En el día a día, procurábamos mantenernos alejados los unos de los otros, sin aflojar ni tensar demasiado el hilo de desafección que nos mantenía atados. Intuíamos que esa era la mejor forma de conjugar nuestras vidas sin entorpecernos.

A la escuela había ido lo imprescindible. No se me daba mal, pero convenía colaborar en la economía familiar. Una mujer no necesita estudios para encontrar marido, dijo mi tía cuando mostré mi interés por compaginar el trabajo con la academia. Los libros siempre acaban siendo un estorbo, corroboró mi tío.

Estaba todo dicho.

Al concluir el último curso, dieron voces aquí y allá para colocarme. No tardaron en salirme casas donde ir a limpiar. La portera de un edificio de apartamentos se convirtió en mi agencia laboral. En la mía y en la de tantas otras. Cualquiera que necesitara la ayuda de un par de manos acudía a Encarna y ella, con gran diligencia, destinaba a cada demandante la candidata más adecuada.

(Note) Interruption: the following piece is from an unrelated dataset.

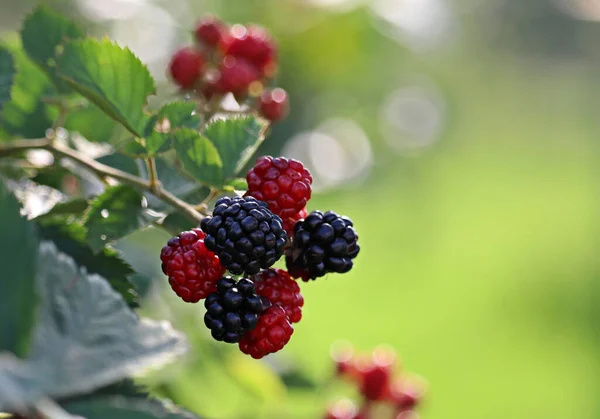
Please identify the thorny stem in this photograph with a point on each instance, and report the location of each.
(101, 170)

Así era como había empezado a trabajar para Sil.

Cuando le comuniqué a mi tío esa posibilidad no le hizo ninguna gracia.

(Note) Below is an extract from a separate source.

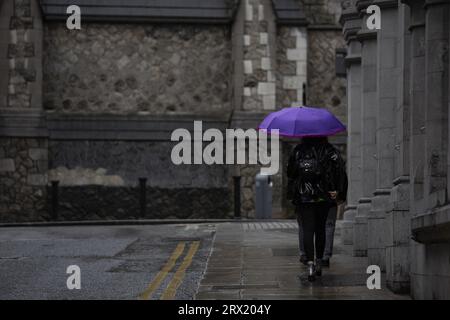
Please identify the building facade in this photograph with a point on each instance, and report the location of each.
(89, 113)
(398, 102)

—¿Y no hay mujeres más experimentadas que tú para trabajar en la cantina?

—Cobrando lo que yo cobro, no.

Me escrutó con detenimiento, buscando en mí un asomo de rebeldía que no encontró.

Mi respuesta no había sido mordaz, solo sincera.

Apuró el vaso del que estaba bebiendo y lo depositó en la mesa con un golpe seco. Fue toda su respuesta.

Al día siguiente él mismo me acompañó al que iba a ser mi nuevo lugar de trabajo.

—Aquí tienes a Laura —le espetó a Sil mientras yo estudiaba el espacio.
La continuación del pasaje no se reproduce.